German Votes May Weaken Schroeder
FRANKFURT, Germany (AP) _ Elections in two German states on Sunday could weaken Chancellor Gerhard Schroeder’s hold on the upper house of parliament and force compromises on his proposed austerity program, which he insists is needed to nudge the economy.
Schroeder’s Social Democrats currently hold the power in the two states _ tiny Saarland in the southwest with a population of 1.1 million, and rural Brandenburg in the east, which surrounds Berlin and has a population of about 2.5 million.
Top candidates in Brandenburg urged voters to take part in the election to prevent a far-right party from winning.
Both Manfred Stolpe, the Social Democratic governor of Brandenburg, and his top opponent, Christian Democratic Union candidate Joerg Schoenbohm, told Berlin b.z. newspaper that they were concerned about the rightist German People’s Party, or DVU, winning five percent of the vote.
Stolpe said the more people that vote, the less chance the DVU has of winning.
Polls show Schroeder’s party losing support, mostly because the Social Democrats are split over the chancellor’s planned $17 billion budget cuts and a pension reform. Leftist Social Democrats call the budget cuts socially unjust, but Schroeder insists they are needed to boost the economy and fight joblessness.
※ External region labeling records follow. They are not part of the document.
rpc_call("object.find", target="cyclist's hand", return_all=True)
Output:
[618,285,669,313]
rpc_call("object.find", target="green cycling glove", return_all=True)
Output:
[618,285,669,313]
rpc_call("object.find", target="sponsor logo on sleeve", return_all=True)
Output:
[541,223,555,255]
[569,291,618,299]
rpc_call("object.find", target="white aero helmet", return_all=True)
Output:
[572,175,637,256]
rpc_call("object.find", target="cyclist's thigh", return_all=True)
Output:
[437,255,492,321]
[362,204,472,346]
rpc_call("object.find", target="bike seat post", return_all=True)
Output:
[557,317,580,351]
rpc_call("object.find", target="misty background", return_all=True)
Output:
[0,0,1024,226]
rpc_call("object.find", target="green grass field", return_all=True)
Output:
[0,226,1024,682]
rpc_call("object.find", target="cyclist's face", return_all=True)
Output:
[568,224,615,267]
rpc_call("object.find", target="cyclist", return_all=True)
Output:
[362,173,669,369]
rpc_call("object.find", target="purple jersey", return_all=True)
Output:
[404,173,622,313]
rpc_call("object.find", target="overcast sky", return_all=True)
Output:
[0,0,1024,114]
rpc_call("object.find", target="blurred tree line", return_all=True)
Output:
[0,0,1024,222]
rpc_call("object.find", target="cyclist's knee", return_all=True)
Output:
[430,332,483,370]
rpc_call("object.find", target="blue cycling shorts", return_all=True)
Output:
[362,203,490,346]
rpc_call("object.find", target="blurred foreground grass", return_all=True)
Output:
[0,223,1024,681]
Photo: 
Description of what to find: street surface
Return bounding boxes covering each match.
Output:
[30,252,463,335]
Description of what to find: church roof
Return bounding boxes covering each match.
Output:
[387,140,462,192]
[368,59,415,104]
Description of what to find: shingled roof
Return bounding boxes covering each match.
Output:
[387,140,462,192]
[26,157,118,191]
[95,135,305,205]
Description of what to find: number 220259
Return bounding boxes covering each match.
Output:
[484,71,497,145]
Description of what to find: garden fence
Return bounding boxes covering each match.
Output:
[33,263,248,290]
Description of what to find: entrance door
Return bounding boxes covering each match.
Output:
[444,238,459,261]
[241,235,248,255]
A low turnout could give the rightists a seat in parliament.
Schroeder has a majority in the lower house of parliament. But the budget must also pass the upper house where the states hold power. He is two votes short of a majority, which puts his budget plans in jeopardy.
Financed by a Bavarian publisher, the DVU has invested $1.4 million in election advertising in Brandenburg, stressing anti-foreigner themes. In Brandenburg, the Social Democrats appear down about 10 percentage points since the last election, to about 44 percent. The Christian Democrats and the PDS, successor party to the East German communists, trail with about 23 percent each.
Polls in Saarland show the Social Democrats and conservative Christian Democrats about even.